Dans une réunion dirigée par un Mgr Gueguen plus clérical que jamais, le diocèse a annoncé « la fermeture à l’été de la Chapelle Notre-Dame du Lys (Paris XVème) mettant en avant essentiellement de fortes difficultés financières (mise aux normes / sécurisation des locaux puis travaux d’entretien / rénovation important). Il propose donc aux fidèles et aux enfants du patronage de se reporter sur les autres paroisses et patronages existants à Paris ».

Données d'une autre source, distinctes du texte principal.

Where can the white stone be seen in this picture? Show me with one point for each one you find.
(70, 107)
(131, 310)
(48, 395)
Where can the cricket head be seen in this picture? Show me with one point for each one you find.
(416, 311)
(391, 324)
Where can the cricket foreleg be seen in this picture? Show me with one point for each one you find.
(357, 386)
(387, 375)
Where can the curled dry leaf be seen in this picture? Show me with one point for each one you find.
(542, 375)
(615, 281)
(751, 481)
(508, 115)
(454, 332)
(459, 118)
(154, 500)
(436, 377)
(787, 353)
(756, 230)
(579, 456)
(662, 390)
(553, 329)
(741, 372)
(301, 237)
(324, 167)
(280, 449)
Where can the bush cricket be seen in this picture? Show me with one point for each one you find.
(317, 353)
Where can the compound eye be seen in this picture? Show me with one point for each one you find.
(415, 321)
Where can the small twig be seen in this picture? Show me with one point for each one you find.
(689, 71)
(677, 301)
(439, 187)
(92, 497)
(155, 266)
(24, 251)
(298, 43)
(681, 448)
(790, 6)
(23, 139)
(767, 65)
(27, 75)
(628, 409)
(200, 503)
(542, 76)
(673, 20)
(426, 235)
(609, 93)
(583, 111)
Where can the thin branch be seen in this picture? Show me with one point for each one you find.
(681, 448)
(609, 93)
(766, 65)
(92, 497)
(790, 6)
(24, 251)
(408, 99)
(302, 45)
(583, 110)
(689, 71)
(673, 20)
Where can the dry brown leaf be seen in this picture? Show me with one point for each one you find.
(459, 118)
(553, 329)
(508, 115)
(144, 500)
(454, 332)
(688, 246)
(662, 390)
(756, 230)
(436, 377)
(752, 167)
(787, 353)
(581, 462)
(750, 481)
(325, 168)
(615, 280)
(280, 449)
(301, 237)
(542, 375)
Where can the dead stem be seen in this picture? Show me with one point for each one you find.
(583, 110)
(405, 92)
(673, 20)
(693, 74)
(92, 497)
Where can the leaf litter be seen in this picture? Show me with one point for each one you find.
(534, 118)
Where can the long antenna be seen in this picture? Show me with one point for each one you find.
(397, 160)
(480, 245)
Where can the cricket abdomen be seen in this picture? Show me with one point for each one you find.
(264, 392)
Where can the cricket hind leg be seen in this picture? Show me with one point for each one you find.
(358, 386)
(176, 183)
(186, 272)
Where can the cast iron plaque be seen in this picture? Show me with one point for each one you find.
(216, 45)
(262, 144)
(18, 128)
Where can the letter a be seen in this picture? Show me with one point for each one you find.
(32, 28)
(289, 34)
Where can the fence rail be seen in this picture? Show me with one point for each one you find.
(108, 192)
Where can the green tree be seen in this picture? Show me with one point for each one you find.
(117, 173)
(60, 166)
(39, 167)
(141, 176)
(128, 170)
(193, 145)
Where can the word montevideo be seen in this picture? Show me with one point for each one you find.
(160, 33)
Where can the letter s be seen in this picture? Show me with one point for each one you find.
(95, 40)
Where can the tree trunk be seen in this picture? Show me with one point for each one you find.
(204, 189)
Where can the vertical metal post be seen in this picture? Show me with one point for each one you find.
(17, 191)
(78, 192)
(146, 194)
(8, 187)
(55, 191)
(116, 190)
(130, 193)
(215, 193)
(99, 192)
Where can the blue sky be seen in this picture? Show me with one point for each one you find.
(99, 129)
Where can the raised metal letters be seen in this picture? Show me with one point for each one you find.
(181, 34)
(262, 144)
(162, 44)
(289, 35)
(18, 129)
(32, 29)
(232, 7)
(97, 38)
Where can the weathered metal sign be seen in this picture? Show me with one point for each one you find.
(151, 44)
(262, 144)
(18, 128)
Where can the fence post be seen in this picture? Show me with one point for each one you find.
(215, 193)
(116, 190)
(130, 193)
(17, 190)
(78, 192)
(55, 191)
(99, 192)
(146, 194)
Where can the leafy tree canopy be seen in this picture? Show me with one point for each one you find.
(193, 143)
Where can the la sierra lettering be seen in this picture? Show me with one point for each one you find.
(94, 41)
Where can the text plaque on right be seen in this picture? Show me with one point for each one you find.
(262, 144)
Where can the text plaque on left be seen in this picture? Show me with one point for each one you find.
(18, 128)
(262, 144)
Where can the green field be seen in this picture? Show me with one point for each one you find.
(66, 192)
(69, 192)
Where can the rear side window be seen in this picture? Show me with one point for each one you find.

La Chapelle Notre-Dame du Lys accueille depuis 1988 une messe tridentine, une messe nouvel ordo et un patronage d’une centaine d’enfants. Elle est desservie par un prêtre du diocèse de Paris bi-ritualiste, depuis près de 20 ans. Depuis 2009 les religieux de saint Vincent de Paul ont transmis la gestion au diocèse de Paris, mais sont restés propriétaires, faute de vocations en nombre suffisant pour faire vivre cet apostolat.
Mais les montants avancés pour justifier cette décision sont étrangement élevés, tout comme leur urgence – les lieux étant globalement aux normes, avec même un ascenseur pour desservir la chapelle, au premier étage : «il faudrait selon l’économe du diocèse 3 millions d’euros de travaux dans un premier temps puis 5-6 millions d’euros dans les 5 ans à venir pour mettre le bâtiment aux normes de sécurité afin de pouvoir continuer d’accueillir le patronage (une centaine de garçons comme aujourd’hui), les messes et différentes autres activités ».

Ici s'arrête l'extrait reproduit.